Last Updated on 2021-04-01 by Clay
HanLp (Han Language Processing) is open-source project on Github, it provided many functions:
- Segmentation
- Part-of-Speech
- Named entity recognition
- Keyword extraction
- Text summarization
- Convert Traditional to Simplified
- Text recommendation
- Text classification
- Word2Vec
- ...
If you want to read more document of it, you can refer here: https://github.com/hankcs/HanLP
Or you want to take a demo: http://hanlp.com/
Preparation
pip3 install opencc-python-reimplemented
pip3 install pyhanlp
OpenCC is a tool I used to convert Traditional Chinese to Simplified Chinese, because it's effect is better than Traditional Chinese.
In fact, pyhanlp is a Python API to call HanLP which is pure Java. It need to download a model when you use it in first time.
Segmentation & POS
These two functions are used together in pyhanlp. Let's take a look of short sample code:
# -*- coding: utf-8 -*- from opencc import OpenCC from pyhanlp import * cc = OpenCC('tw2sp') text = '傅達仁今將執行安樂死,卻突然爆出自己20年前遭緯來體育台封殺,他不懂自己哪裡得罪到電視台。' text = cc.convert(text) # Tokenize print(HanLP.segment(text)) for term in HanLP.segment(text): print(term.word, term.nature)
Output:
[傅/nz, 达仁/ns, 今/tg, 将/d, 运行/vn, 安乐死/v, ,/w, 却/d, 突然/ad, 爆出/v, 自己/rr, 20/m, 年前/t, 遭/v, 纬/ng, 来/vf, 体育台/nz, 封杀/v, ,/w, 他/rr, 不懂/v, 自己/rr, 哪里/rys, 得罪/v, 到/v, 电视台/nis, 。/w]
傅 nz
达仁 ns
今 tg
将 d
运行 vn
安乐死 v
, w
却 d
突然 ad
爆出 v
自己 rr
20 m
年前 t
遭 v
纬 ng
来 vf
体育台 nz
封杀 v
, w
他 rr
不懂 v
自己 rr
哪里 rys
得罪 v
到 v
电视台 nis
。 w
Keywords extraction
You can give a short text and use HanLP.extractKeyword()
to get some keywords.
print(HanLP.extractKeyword(text, 5))
Output:
[体育台, 突然, 爆出, 纬, 年前]
Text summarization
This is a very interesting feature. According to my experience, longer text will be more effective.

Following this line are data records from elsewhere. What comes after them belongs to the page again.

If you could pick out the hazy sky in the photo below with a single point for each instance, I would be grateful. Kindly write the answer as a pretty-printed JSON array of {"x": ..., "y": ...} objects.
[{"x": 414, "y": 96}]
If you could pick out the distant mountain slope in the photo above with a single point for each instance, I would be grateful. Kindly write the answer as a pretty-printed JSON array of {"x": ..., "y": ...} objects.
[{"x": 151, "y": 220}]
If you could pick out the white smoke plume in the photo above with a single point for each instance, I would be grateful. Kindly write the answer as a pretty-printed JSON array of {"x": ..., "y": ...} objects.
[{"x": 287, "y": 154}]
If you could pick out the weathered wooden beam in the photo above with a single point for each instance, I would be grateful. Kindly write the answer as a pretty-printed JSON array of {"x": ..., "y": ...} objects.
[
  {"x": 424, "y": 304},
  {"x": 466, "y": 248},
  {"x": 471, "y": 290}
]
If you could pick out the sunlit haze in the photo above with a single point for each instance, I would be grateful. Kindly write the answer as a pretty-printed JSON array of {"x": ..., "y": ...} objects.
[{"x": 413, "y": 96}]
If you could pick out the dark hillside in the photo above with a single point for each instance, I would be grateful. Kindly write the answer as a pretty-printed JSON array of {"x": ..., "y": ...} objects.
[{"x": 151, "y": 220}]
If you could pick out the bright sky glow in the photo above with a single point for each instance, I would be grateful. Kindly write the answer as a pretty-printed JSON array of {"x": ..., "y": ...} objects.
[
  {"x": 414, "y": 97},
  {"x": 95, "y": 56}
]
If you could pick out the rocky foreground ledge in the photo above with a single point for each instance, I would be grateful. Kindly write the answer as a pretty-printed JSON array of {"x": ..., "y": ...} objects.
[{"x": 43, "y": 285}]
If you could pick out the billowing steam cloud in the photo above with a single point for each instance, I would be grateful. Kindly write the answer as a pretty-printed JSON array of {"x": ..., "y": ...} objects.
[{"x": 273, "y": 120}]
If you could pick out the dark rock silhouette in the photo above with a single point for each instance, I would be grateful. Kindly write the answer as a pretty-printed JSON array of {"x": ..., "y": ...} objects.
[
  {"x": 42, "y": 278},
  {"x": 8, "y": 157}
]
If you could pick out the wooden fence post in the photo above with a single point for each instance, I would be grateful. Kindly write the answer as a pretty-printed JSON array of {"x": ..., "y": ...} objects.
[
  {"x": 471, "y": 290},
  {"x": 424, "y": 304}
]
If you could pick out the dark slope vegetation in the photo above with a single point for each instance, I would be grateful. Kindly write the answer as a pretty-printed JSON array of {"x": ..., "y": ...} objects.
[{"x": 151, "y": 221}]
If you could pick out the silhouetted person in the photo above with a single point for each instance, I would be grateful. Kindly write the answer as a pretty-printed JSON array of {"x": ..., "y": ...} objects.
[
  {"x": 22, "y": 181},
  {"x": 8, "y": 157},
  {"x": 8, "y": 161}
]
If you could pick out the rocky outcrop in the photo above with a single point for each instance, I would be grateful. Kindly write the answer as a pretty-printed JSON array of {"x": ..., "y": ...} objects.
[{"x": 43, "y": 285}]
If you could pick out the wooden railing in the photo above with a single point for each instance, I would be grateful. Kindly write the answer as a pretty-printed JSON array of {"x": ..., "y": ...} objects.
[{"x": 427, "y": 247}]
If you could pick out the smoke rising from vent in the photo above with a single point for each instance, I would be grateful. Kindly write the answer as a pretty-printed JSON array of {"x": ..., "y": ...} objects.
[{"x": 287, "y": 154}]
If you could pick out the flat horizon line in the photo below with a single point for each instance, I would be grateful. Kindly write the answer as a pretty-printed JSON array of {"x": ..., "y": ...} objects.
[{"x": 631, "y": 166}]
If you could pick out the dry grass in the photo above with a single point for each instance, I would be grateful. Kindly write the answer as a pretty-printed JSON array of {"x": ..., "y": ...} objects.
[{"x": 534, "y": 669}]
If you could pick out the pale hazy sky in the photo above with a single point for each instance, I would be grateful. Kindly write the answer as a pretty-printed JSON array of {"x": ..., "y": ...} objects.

print(HanLP.extractSummary(text, 6))
Output:
[他不懂自己哪里得罪到电视台]
The problem is that no matter how many number I set, it only display this sentence. It may be that there are no more sentence that can be summarized?
Dependency Parsing
Dependency Parsing is similar to Stanford CoreNLP.
print(HanLP.parseDependency(text))
Output:
1 傅达仁 傅达仁 nh nr _ 4 主谓关系 _ _
2 今 今 Tg Tg _ 4 状中结构 _ _
3 将 将 d d _ 4 状中结构 _ _
4 运行 运行 v v _ 0 核心关系 _ _
5 安乐死 安乐死 a a _ 4 动宾关系 _ _
6 , , wp w _ 4 标点符号 _ _
7 却 却 d d _ 9 状中结构 _ _
8 突然 突然 a ad _ 9 状中结构 _ _
9 爆出 爆出 v v _ 4 并列关系 _ _
10 自己 自己 r r _ 11 定中关系 _ _
11 20年前 20年前 nt t _ 12 状中结构 _ _
12 遭 遭 v v _ 9 动宾关系 _ _
13 纬来 纬来 v v _ 14 定中关系 _ _
14 体育台 体育台 n n _ 15 主谓关系 _ _
15 封杀 封杀 v v _ 12 动宾关系 _ _
16 , , wp w _ 9 标点符号 _ _
17 他 他 r r _ 19 主谓关系 _ _
18 不 不 d d _ 19 状中结构 _ _
19 懂 懂 v v _ 9 并列关系 _ _
20 自己 自己 r r _ 22 主谓关系 _ _
21 哪里 哪里 r r _ 22 状中结构 _ _
22 得罪 得罪 v v _ 19 动宾关系 _ _
23 到 到 v v _ 22 动补结构 _ _
24 电视台 电视台 n n _ 22 动宾关系 _ _
25 。 。 wp w _ 4 标点符号 _ _
Supplement
If you need more functions and pyhanlp doesn't currently have it, you can use JClass('HANLP_CLASS_PATH')
to call it. As for different functions, you may have to go to HanLP's Github to find them.